Every society has nuts and extremists but I don’t think 3 acts in 60 years constitutes “Jewish terrorism” in the same way there is a phenomenon of Islamic Terrorism. Further, In a search of this blog I cannot find any posts entitled “Islamic terrorism” leading me to feel that for reasons of political correctness you label it (probably correctly) as Islamist terrorism, an important distinction. Why is no such distinction made for Jews? Indeed it seems you are all to eager to find real or imagined cases of “Jewish terrorism” even before they have taken place. Maybe I’ve just invented a new term, “Jewist terrorism”?
This political correctness reminds me of how google is censoring search’s about Islam;
http://atlasshrugs2000.typepad.com/.a/6a00d8341c60bf53ef012876ab75d6970c-popup
Would you even regard them as right-wing Jewish extremists and religious supremacists?
I saw this at Harrys Place and as it was the first time I had visited I thought it was a balanced site! Good luck to you for trying to fight the ghouls
steve bronfman
## In 61 years I think there have been possibly 2 or 3 acts of “Jewish terrorism” ([Possible the King David Hotel bombing before##
This reminded me of Monty Pythons ” who can honestly say they havent set fire to some great public building…I know I have…or indeed killed 90 people as a political stunt ..? ”
You take care.
B
Berchmans wtf?
Hi guys, just wanted to say this was an excellent post.
Bananabrain – there’s a link to Jack Tytell through Rabbi Dov Lior, who endorses the legal group Honenu who are defending Tytell in court. Lior also backs Shapira’s theology:
http://www.hurryupharry.org/2009/11/12/violent-words-lead-to-violence/
generally speaking, we at the spittoon do not get involved in the israel-palestine issue, as it i something of a troll magnet, however we are always keen to highlight excess, stupidity and unpleasantness wherever it may stem from in the religious world. as an observant religious jew (and, i would argue, a religious zionist to boot) i do not think my own co-religionists should be spared the rod. i also am not going to get my capacious knickers in a bunch defining the term “terrorism” so that comments such as the following can be made:
i dislike the way that the hardcore hardalim (that’s national-ultra-religious rightwingers) behave. i detest their hashkafa (worldview) and their blinkered, pig-headed bloody-mindedness. i am *well* aware of the beatings, the burnings and uprootings of orchards, the harassment and intimidation. i am *abundantly* informed of their sinat hinam (causeless hatred) and contempt for any jew who does not share their positions, their ” and their seditious undermining of their own government which, if it continues, will lead not only to further acts of violence and murder (see, i haven’t said “terrorism”) but inevitably to the first jewish civil war since the hasmonean era. all of these are *absolutely* forbidden by the halakhah. who do these people think they are – joshua bin nun? elijah the prophet? the messiah ben yosef? this is nothing but a chillul ha-Shem – a desecration of the Divine Name, a love for the Land that has been perverted into an idolatrous lust – and we all know what G!D Thinks of that.

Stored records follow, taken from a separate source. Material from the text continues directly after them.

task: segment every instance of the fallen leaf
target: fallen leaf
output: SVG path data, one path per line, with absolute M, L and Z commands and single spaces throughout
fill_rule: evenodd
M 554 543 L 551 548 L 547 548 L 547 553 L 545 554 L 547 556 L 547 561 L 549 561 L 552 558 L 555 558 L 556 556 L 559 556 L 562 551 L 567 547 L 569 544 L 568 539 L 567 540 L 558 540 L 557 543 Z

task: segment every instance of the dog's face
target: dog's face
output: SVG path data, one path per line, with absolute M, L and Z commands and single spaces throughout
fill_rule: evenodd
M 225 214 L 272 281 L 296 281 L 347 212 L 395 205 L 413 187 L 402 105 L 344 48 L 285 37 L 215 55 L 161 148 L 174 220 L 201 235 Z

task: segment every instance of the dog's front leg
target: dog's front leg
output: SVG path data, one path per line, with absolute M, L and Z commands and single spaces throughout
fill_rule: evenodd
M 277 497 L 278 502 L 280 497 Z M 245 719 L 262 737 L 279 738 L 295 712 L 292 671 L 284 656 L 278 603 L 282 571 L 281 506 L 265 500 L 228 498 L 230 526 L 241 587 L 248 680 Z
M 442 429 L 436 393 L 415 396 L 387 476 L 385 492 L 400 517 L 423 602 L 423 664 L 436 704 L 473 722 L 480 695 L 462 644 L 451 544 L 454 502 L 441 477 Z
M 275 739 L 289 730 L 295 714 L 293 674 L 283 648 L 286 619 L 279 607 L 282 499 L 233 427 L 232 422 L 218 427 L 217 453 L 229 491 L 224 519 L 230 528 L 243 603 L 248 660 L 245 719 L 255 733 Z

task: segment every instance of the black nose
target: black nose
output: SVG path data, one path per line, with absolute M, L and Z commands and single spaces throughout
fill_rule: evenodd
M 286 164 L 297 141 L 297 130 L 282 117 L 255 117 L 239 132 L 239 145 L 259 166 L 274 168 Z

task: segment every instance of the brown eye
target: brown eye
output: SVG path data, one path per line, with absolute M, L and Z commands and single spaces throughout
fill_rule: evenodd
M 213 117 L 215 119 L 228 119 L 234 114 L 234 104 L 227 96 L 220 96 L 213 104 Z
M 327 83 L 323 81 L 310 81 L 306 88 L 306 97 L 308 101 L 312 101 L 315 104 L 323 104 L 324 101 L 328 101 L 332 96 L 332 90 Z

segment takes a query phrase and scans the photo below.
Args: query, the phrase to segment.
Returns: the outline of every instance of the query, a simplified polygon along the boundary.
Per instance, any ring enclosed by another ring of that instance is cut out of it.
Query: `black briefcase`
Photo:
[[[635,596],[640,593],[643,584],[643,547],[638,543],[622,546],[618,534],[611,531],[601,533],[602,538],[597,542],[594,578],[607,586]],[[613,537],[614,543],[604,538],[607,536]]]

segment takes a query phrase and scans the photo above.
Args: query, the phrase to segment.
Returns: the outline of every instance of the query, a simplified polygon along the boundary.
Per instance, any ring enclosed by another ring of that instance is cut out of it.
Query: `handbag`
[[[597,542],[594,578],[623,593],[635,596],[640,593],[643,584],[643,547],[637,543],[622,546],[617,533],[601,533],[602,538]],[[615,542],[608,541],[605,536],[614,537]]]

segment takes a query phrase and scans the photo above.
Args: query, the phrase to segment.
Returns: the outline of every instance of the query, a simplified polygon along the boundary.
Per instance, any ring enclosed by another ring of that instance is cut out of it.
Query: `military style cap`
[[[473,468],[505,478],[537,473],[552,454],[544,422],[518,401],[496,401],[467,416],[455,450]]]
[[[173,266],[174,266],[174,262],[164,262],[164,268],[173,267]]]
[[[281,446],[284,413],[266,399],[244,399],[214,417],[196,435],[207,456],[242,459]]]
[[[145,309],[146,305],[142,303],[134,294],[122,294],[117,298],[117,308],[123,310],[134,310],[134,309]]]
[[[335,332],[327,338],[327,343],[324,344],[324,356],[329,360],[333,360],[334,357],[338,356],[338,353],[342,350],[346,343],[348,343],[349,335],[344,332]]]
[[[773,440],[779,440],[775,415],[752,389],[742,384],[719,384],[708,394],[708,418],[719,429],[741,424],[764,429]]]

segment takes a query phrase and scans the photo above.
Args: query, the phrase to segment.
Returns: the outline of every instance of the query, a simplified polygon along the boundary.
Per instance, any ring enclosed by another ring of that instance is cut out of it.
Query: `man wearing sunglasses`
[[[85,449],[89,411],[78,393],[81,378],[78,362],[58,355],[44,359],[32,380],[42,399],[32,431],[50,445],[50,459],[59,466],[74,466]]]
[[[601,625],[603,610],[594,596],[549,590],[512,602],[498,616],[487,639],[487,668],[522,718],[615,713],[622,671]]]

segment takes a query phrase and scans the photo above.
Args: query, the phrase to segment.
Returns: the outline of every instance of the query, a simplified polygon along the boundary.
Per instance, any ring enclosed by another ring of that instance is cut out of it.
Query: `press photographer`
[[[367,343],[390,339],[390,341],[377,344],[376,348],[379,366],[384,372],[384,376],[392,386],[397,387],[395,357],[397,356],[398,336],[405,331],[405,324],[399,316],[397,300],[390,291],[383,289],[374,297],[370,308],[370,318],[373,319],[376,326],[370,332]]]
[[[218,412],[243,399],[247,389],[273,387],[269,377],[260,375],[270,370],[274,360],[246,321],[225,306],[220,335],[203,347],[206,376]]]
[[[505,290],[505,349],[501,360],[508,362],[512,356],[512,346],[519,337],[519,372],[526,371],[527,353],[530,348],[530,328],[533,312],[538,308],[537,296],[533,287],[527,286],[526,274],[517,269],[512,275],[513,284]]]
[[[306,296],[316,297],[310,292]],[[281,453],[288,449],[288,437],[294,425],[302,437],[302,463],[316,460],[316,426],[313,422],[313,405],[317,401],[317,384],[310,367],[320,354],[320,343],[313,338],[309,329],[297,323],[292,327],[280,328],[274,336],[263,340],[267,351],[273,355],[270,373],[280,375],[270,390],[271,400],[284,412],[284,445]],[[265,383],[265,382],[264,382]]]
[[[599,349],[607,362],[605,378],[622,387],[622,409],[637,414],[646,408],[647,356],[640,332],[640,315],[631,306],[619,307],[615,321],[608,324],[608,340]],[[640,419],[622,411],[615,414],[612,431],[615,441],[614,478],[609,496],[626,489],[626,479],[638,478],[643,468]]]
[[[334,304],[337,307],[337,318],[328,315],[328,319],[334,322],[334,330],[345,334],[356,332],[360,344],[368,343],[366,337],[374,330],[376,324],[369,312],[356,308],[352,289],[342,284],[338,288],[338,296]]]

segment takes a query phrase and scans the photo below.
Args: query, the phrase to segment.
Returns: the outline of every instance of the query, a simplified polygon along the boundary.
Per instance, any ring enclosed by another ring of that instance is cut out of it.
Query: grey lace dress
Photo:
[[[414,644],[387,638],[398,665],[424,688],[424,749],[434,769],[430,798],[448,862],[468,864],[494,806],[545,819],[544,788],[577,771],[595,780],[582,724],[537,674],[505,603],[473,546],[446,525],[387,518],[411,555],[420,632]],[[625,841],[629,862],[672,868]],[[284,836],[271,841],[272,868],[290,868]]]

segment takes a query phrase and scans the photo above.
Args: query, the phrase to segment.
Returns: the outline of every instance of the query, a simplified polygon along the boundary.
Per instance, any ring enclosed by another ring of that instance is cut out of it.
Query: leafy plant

i also have friends and family in the gush and elsewhere in the west bank that i am very fond of and do who i know do *not* share these views. i do not tar everyone with the same brush, but i will *not* participate in a whitewash. i judaism was founded by a patriarch who had the courage to stand against ignorance, bigotry and insane nationalism. i am with abraham abinu on this.